By R&D Editors | July 12, 2011

ElectroLens1

These examples show the contrast in colors that can be achieved using Sotzing’s new electrochromic method.

Ever
looked thoughtfully at those PhotoGray sunglasses and wished they would
turn some other fun color? Like, say yellow? Or UConn blue?

Okay,
maybe you haven’t. But if you did, the technology is here, thanks to
Greg Sotzing, professor of chemistry in the College of Liberal Arts and
Sciences and member of UConn’s Polymer Program.

Not
only have he and his colleagues perfected a method for creating
quick-changing, variable colors in films and displays, such as
sunglasses, they’ve made them less expensive and less wasteful to
manufacture than any previous method. And aside from creating vanity
glasses, the technology is in high demand from the U.S. military.
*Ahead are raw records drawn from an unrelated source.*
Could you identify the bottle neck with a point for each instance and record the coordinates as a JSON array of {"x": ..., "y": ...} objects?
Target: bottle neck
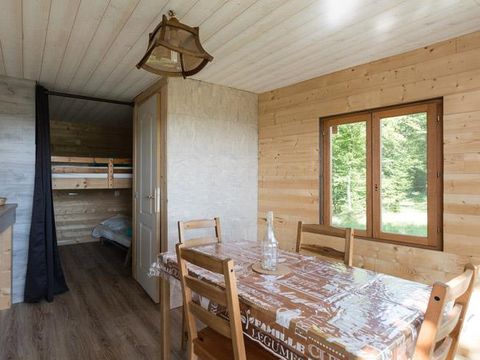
[{"x": 270, "y": 234}]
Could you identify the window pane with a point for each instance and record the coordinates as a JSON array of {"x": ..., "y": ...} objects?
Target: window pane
[
  {"x": 404, "y": 174},
  {"x": 349, "y": 175}
]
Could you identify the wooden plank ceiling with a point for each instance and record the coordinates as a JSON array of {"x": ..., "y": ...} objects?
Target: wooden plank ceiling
[{"x": 91, "y": 46}]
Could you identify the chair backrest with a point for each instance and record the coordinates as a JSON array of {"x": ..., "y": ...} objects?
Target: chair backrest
[
  {"x": 200, "y": 224},
  {"x": 319, "y": 229},
  {"x": 227, "y": 297},
  {"x": 440, "y": 330}
]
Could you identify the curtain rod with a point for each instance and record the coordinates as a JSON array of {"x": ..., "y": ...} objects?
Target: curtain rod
[{"x": 82, "y": 97}]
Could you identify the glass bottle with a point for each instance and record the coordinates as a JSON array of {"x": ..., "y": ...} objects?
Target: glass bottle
[{"x": 269, "y": 246}]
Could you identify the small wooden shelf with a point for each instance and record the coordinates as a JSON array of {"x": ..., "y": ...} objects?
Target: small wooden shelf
[{"x": 75, "y": 173}]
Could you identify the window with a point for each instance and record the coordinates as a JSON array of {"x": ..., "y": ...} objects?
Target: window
[{"x": 382, "y": 173}]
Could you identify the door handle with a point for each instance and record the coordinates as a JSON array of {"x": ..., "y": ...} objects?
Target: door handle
[{"x": 157, "y": 199}]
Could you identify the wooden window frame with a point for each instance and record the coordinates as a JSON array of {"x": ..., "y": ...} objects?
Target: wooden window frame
[{"x": 372, "y": 118}]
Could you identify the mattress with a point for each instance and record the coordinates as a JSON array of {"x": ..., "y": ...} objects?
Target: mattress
[{"x": 90, "y": 175}]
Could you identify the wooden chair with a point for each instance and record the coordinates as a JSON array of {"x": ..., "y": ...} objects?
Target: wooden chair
[
  {"x": 438, "y": 336},
  {"x": 221, "y": 339},
  {"x": 204, "y": 240},
  {"x": 347, "y": 234},
  {"x": 199, "y": 224}
]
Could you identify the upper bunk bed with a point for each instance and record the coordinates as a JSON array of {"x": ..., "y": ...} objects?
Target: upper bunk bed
[{"x": 75, "y": 173}]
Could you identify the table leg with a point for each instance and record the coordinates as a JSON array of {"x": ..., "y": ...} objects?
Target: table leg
[{"x": 165, "y": 318}]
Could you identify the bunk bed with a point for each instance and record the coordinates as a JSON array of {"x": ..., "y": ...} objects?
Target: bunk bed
[{"x": 74, "y": 173}]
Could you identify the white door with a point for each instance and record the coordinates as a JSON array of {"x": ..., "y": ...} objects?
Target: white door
[{"x": 147, "y": 231}]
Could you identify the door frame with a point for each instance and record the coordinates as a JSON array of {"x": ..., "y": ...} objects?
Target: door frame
[{"x": 159, "y": 89}]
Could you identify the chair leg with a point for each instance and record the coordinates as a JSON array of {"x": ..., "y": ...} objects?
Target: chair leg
[
  {"x": 128, "y": 257},
  {"x": 184, "y": 339}
]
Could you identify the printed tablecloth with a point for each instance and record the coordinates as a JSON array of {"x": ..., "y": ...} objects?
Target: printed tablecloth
[{"x": 321, "y": 309}]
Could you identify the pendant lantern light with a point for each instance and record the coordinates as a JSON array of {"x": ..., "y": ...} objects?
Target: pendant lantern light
[{"x": 174, "y": 49}]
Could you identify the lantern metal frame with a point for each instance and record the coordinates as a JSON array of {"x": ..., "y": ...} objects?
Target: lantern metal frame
[{"x": 156, "y": 41}]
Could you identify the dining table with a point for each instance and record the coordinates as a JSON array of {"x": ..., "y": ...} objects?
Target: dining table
[{"x": 318, "y": 309}]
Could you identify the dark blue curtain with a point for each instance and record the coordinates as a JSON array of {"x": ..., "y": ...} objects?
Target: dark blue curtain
[{"x": 44, "y": 270}]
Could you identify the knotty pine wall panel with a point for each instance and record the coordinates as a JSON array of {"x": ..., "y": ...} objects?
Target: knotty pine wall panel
[
  {"x": 289, "y": 155},
  {"x": 17, "y": 167},
  {"x": 78, "y": 211},
  {"x": 80, "y": 139}
]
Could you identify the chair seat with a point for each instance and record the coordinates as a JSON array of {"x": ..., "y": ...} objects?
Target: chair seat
[{"x": 210, "y": 345}]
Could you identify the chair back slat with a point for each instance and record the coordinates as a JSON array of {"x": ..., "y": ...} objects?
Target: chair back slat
[
  {"x": 320, "y": 229},
  {"x": 206, "y": 290},
  {"x": 202, "y": 260},
  {"x": 440, "y": 330},
  {"x": 449, "y": 322},
  {"x": 459, "y": 285},
  {"x": 228, "y": 297},
  {"x": 218, "y": 324},
  {"x": 199, "y": 224},
  {"x": 206, "y": 240},
  {"x": 214, "y": 224},
  {"x": 441, "y": 352}
]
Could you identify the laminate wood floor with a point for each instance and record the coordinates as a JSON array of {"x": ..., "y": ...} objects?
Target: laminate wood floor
[{"x": 105, "y": 315}]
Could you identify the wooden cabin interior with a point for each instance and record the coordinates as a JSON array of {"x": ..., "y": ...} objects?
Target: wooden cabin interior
[{"x": 240, "y": 179}]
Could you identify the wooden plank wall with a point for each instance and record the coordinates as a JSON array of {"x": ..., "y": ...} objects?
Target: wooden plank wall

“This is the next big thing for transition lenses,” Sotzing says.

The
typical material behind a transition lens is what’s called a
photochromic film, or a sheet of polymers that change color when light
hits them. Sotzing’s new technology does things slightly differently –
his electrochromic lenses are controlled by an electric current passing
through them when triggered by a stimulus, such as light.

“They’re
like double pane windows with a gap between them,” explains Sotzing. He
and his colleagues squirt a mixture of polymers – or as he calls it,
“goop” – in between the layers, creating the lens as it hardens. The
mixture of polymers used in this lens, says Sotzing, creates less waste
and is less expensive to produce than previous mixtures.

“The
lifetime of sunglasses is usually very short,” says Sotzing, who points
out that people often misplace them. So by making the manufacturing
less expensive, he says, commercial retailers will be able to produce
more of them.

Another
benefit of this material is that it can change colors as quickly as
electricity passes through it – which is virtually instantaneously. This
process could be very useful for the military, Sotzing says. For
example, if a person emerges from a dark passageway and into the desert,
a lens that would alter its color instantly to complement the
surroundings could mean life or death for some soldiers.

“Right
now, soldiers have to physically change the lenses in their goggles,”
Sotzing says. “This will eliminate that need.” Sotzing will begin a
one-year sabbatical at the Air Force Academy in August, where he hopes
to develop some of these ideas.

In
November 2010, partially based on work supported by the Center for
Science and Technology Commercialization’s Prototype Fund, the UConn
R&D Corporation started a company, called Alphachromics Inc., with
Sotzing and colleague Michael Invernale, now a post-doctoral researcher
at MIT, as founders.  The university has a patent pending for this new
technology, which is currently under option to the company.
Alphachromics is also testing applications of these polymer systems for
energy-saving windows and custom fabrics.

Sotzing
and Alphachromics are currently in talks with sunglass manufacturers,
and Sotzing says that the world of Hollywood could be a market for this
technology. He describes applications he calls “freaky,” including
colors that move back and forth across the glasses, evoking styles like
those sported by Lady Gaga.

But
Sotzing stresses that the best thing about this technology is the
creation of business in Connecticut. Although the glasses may not be
made here, because the technology will be licensed to out of state
manufacturers, he hopes Alphachromics will continue to expand in
Connecticut.

“We don’t make the sunglasses,” he says. “We make the formulation of what goes inside.”

The
findings were published July 7 in the Journal of Materials Chemistry.
Sotzing’s collaborators on the paper are Invernale and Ph.D. students
Yujie Ding, Donna Mamangun and Amrita Kumar.